Westmorland Pepper Cake
This Westmorland Pepper Cake is an unusual cake from the Lake District (in North-West England) it is made with lots of black treacle and … pepper! If it were not for the name, and the added pepper and spices, this could easily be just another fruit cake – instead this is a ‘spiced cake’, probably of very old origins. This recipe comes from: ‘Recipes Of Lakeland: Collected By Cumbria’, published in 1966 from readers of ‘Cumbria’ newspaper. The weights and measures have been adapted for the modern kitchen and the method expanded.
Westmorland Pepper Cake Recipe
Recipe Ingredients:
- 500g plain flour
- 250g sugar
- 250g of black treacle (molasses)
- 125g butter, softened
- 125g currants
- 125g raisins
- 60g candied peel
- 3 eggs, beaten
- 2 tsp baking powder
- 1/2 tsp ground ginger
- 1/4 tsp ground cloves
- 1/4 tsp freshly ground black pepper
Recipe Method:
Grease a medium sized cake tin with a little butter and line it with baking parchment. It is best to use a cake tin with a removable base to ‘pop’ the cake out after baking.
Preheat the oven to 160C
In a large mixing bowl sift in the flour and stir in the sugar. Rub the softened butter into the flour and sugar to make it resemble fine breadcrumbs.
Add in the ground ginger, ground cloves, baking powder and freshly ground black pepper. Stir to mix.
Add in the mixed candied peel, currants and raisins. Mix in. Then finally add the beaten eggs and black treacle (molasses). Stir the cake mixture thoroughly.
Pour the fully mixed cake batter into the prepared cake tin and bake in the oven at 160C for 1 to 1 and a 1/2 hours (60 to 90 minutes). To tell it is baked push a skewer into the centre of the cake and see if it comes out hot and clean.
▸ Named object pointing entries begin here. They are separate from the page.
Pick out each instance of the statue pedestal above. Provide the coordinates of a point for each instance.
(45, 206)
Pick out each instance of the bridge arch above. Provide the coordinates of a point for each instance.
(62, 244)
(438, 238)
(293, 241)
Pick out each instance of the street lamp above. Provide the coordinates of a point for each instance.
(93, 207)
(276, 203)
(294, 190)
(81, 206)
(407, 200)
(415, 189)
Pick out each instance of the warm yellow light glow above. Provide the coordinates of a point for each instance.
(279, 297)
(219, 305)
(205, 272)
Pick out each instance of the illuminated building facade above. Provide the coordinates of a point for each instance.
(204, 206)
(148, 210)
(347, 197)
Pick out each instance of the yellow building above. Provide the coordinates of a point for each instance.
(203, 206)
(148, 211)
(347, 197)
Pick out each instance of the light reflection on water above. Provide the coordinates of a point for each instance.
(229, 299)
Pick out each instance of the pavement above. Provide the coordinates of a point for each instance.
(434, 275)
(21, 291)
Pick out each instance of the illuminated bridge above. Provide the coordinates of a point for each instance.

Once baked remove from the oven and cool the Westmorland Pepper Cake in the tin for 20 minutes, then turn the cake out, remove the baking paper and leave to cool completely on a wire rack. Ideally store the Westmorland Pepper Cake in an air tight tin – the cake will last several days if kept wrapped in foil in a lidded tin, in a cool place.